1.       The purposes and by-laws of authorized chapters shall not be in conflict with the Society purposes and by-laws.  The chapter name and by-laws shall be approved by the Board of Directors of The Society.

2.          Chapters shall hold Annual Membership Meetings, where all regular members having paid their dues and fees, will be convoked.  Officers of the Chapters shall be nominated by the chapter membership to take office after confirmed by the Board of Directors of the Society.
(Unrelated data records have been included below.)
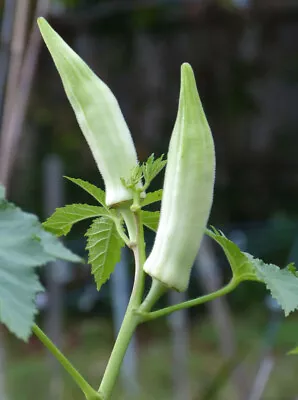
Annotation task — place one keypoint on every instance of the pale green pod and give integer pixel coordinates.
(98, 114)
(188, 191)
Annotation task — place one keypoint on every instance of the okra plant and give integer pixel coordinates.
(119, 217)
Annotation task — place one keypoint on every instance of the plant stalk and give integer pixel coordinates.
(131, 318)
(148, 316)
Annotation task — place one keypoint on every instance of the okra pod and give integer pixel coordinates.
(188, 191)
(98, 114)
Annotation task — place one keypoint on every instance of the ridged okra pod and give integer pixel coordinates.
(98, 114)
(188, 191)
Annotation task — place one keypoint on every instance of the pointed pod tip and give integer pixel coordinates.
(41, 20)
(187, 74)
(186, 67)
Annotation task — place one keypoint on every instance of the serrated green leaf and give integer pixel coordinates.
(152, 168)
(104, 248)
(152, 197)
(241, 266)
(61, 222)
(24, 245)
(97, 193)
(282, 283)
(151, 219)
(134, 179)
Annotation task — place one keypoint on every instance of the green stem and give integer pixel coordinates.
(131, 318)
(88, 391)
(156, 291)
(130, 224)
(121, 232)
(147, 316)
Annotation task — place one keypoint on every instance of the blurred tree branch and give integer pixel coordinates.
(21, 74)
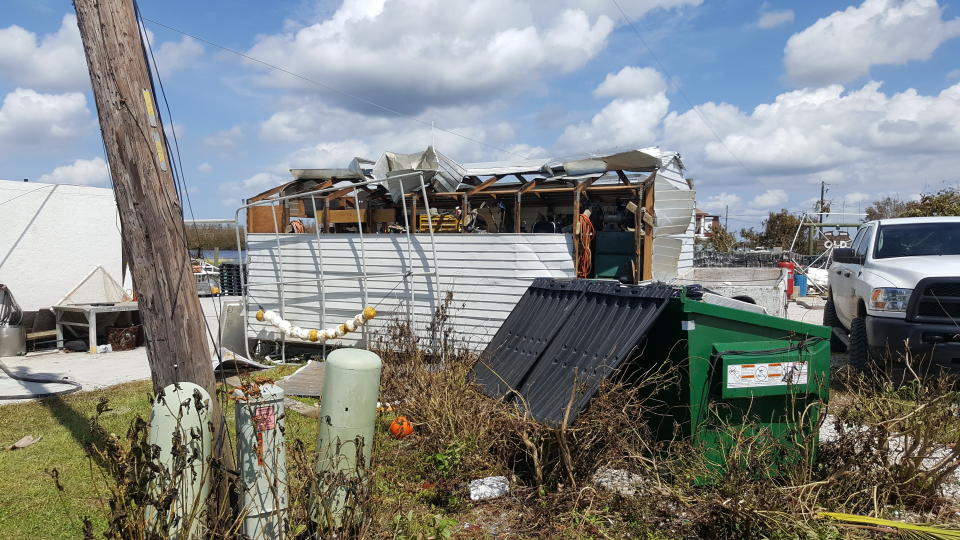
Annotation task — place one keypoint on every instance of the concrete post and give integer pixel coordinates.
(180, 426)
(348, 412)
(261, 449)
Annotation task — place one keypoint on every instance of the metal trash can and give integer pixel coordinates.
(740, 372)
(800, 280)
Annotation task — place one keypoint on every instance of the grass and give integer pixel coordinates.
(30, 504)
(417, 485)
(209, 236)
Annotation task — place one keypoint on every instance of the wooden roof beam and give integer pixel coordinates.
(543, 189)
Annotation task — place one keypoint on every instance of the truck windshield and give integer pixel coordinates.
(914, 239)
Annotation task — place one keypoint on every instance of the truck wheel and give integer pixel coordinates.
(830, 319)
(859, 349)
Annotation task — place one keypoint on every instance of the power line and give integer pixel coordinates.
(680, 91)
(332, 88)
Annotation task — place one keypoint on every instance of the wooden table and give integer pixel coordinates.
(89, 313)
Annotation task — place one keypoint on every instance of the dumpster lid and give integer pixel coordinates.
(556, 343)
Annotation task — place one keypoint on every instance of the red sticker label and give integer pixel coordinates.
(265, 418)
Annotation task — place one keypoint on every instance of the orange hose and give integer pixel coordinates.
(585, 259)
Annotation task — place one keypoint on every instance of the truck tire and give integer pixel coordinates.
(859, 349)
(830, 319)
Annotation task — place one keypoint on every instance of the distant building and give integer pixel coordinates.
(52, 236)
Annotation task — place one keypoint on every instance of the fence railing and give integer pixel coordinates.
(747, 259)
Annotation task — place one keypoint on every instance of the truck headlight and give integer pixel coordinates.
(890, 299)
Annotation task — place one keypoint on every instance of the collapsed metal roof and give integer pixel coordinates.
(444, 174)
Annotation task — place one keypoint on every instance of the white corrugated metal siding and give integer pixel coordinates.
(674, 204)
(485, 273)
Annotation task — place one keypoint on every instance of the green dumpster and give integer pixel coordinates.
(740, 374)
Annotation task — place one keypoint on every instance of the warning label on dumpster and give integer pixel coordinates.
(759, 375)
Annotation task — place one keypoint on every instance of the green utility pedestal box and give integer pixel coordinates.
(740, 374)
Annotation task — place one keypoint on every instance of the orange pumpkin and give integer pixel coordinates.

3.       Dues or fees assessed by chapters are not in lieu of membership dues of The Society.

Article VIII.

Amendment of By-Laws:

                    These By-Laws may be altered, amended or repealed by the affirmative vote of the Board of Directors at any Annual, Regular or Special Meeting of the Board, provided that due notice, as hereinabove stated of such proposed amendment, alteration or repeal, is set forth in the notice of such meeting.

 

Article VIII.

Applicable Procedure:

                    To the extent not inconsistent with the Articles of Incorporation of the Society and/or these By-Laws Robert's Rules of Order on Parliamentary Procedure, as amended, shall constitute the procedure at meetings of the membership of the Society and of the Board of Directors.  Insofar as practical and possible, meetings of the Board of Directors shall follow an agenda which shall be mailed to each Director prior to each meeting.  All meetings provided for in these By-Laws shall be handled by the Society's office as part of its duties.  The Society office shall be that of the Executive Director when such is appointed by the Board of Directors or the office of the elected Secretary of the Society.